Relying upon two criminal cases that have construed “may” and “would” as synonymous (People v. Powell (1982), 107 Ill. App. 3d *887418, 420; People v. Malloy (1980), 83 Ill. App. 3d 344, 347), the plaintiff erroneously argues that the word “may” in section 8.3(a) (“a judgment which may result in collection from the *** Fund”) should be interpreted as “would.” Based upon his interpretation of the statute, the plaintiff concludes that notice is not required until it becomes apparent that the real estate broker cannot satisfy a judgment. The plaintiff concludes that he was not required to give the Department notice of the lawsuit until late in 1983, when it became clear that he would be unable to recoup his $10,000 earnest money from the real estate broker. Such an interpretation of the statutory language is unreasonable and would render the notice requirement a virtual nullity, for a plaintiff normally would not have sufficient knowledge at the initial stage of the litigation to determine whether he would or would not be able to collect damages from the realtor.

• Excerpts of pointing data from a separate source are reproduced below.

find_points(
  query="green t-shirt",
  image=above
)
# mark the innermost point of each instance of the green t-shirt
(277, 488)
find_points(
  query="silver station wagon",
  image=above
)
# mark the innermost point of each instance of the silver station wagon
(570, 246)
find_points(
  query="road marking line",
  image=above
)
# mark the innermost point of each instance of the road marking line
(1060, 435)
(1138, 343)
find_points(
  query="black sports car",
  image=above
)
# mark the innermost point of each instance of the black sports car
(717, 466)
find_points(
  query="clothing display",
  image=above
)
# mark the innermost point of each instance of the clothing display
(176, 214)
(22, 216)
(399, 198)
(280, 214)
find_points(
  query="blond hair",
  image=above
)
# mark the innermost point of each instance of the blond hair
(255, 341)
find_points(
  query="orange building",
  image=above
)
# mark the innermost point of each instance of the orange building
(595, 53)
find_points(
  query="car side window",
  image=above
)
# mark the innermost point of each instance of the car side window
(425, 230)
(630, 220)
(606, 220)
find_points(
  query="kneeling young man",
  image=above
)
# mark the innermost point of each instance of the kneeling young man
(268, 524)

Section 8.3(b) of the Act obligates the plaintiff to establish that he complied with the requirements of section 8.3, including the notice provisions of section 8.3(a) (Ill. Rev. Stat. 1981, ch. 111, par. 5718). Also, section 8.3(c) requires that the trial court be satisfied the plaintiff complied with all those requirements before ordering the Department to make payment from the Fund. (Ill. Rev. Stat. 1981, ch. 111, par. 5718(c).) Furthermore, section 8.8 expressly states that the applicant’s failure to comply with the Fund provisions of the Act shall constitute a waiver of that person’s right under the Act. (Ill. Rev. Stat. 1981, ch. 111, par. 5723.) In light of those clear statutory pronouncements, as well as the principle that the statutory language must be construed strictly, we hold that the plaintiff has waived his right to recover from the Fund due to his failure to satisfy the statutory notice requirement.

The judgment of the court of Kane County is reversed.

Reversed.

NASH, P.J., and REINHARD, J., concur.